Almost every tourist will see the ubiquitous black felt hat worn by Muslim Malay men in cities, towns and villages throughout Malaysia. Known as the songkok cap, it’s often worn at formal occasions such as weddings, funerals and, of course, Eid ul-Fitr and Eid al-Adha holidays. The cap complements the traditional Malay attire consisting of colourful matching shirts and pants tied with a ceremonial waist wrap. But it’s also a crucial part of military uniform too. The Malaysian Army’s Royal Malay Regiment have worn the songkok cap since colonial days. Other versions of the hat exist in Indonesia, Singapore and parts of the Southern Philippines and Thailand.
The origins of the songkok cap are a little murky. According to sources in Brunei, the hat arrived in Southeast Asia at the same time as Islam in the 13th century. Scholars disagree suggesting the Ottomans brought it at some point in the 19th century. Compare the Ottoman fez and the Malay songkok cap and notice their similarities. More likely than not, maritime traders introduced the fez which then evolved into the traditional songkok cap worn today.

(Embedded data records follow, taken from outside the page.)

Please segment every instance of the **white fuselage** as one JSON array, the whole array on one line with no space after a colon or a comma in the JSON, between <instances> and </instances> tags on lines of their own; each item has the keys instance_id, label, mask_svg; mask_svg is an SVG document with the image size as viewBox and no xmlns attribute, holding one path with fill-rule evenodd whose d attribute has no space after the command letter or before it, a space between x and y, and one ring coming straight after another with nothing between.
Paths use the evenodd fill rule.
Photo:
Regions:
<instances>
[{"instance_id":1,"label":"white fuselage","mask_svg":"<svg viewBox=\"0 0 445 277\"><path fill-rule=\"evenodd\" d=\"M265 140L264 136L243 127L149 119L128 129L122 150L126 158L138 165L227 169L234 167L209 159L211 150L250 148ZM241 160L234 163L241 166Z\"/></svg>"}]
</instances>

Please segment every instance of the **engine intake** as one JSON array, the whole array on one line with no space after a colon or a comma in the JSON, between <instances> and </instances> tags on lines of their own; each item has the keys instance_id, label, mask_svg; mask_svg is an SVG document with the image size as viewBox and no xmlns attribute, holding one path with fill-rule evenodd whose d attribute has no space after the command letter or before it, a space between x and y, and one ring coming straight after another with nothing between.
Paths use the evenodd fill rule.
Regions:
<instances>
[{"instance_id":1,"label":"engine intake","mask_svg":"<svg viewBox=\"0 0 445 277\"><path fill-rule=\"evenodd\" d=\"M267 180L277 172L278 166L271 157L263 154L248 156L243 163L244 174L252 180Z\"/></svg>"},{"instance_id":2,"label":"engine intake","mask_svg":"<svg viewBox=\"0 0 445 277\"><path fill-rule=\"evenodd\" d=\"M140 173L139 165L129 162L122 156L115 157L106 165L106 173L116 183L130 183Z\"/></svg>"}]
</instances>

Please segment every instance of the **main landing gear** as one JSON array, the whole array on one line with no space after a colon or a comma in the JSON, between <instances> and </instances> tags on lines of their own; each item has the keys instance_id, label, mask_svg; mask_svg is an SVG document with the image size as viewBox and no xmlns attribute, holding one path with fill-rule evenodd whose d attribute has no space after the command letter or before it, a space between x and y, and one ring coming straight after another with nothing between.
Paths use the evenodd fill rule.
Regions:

Most believe Malaysia’s songkok cap originates from the Ottomans. But why would a series of Sultanates in Southeast Asia adopt a style worn by an Empire whose capital, Istanbul, sits a good 8,000 kilometres (4,971 miles) away on a different continent? And remember, early sailors had to pass around Africa to even get to the Malay Archipelago. Dig below the surface and the Malay Sultanates and the Ottomans had more in common than meets the eye. Both practice Sunni Islam and historical accounts show regular interactions over the centuries. The Ottomans helped the Malays in military campaigns to fend off colonial influence. Malay Sultans often viewed their Muslim brothers as a powerful Islamic authority.
Sultan Abu Bakar of Johor was on good terms with Ottoman Sultan Abdul Hamid II. He made regular trips to Istanbul in the 19th century and married Turkish women strengthening bilateral ties. A few decades before in 1829, the Ottoman Sultan banned turbans and adopted the fez in an attempt to modernise the military. Ottoman men started to wear the fez and traders probably wore it as they sailed to the Malay archipelago. This all ties in with the first use of the term songkok cap in the 1840 poem Syair Siti Zubaidah. More likely than not then, the songkok cap arrived in Malaysia sometime between 1829 and 1840.
If Malaysia’s songkok cap has its roots in the Ottoman fez, where does that come from? The fez has ties to ancient Morocco, the Byzantine Empire and even the Cypriot Hellenic-Phoenicians under the umbrella term of ancient Greeks 3,000 years ago. Perhaps the story of Malaysia’s songkok cap is more profound and much more intriguing than we initially thought.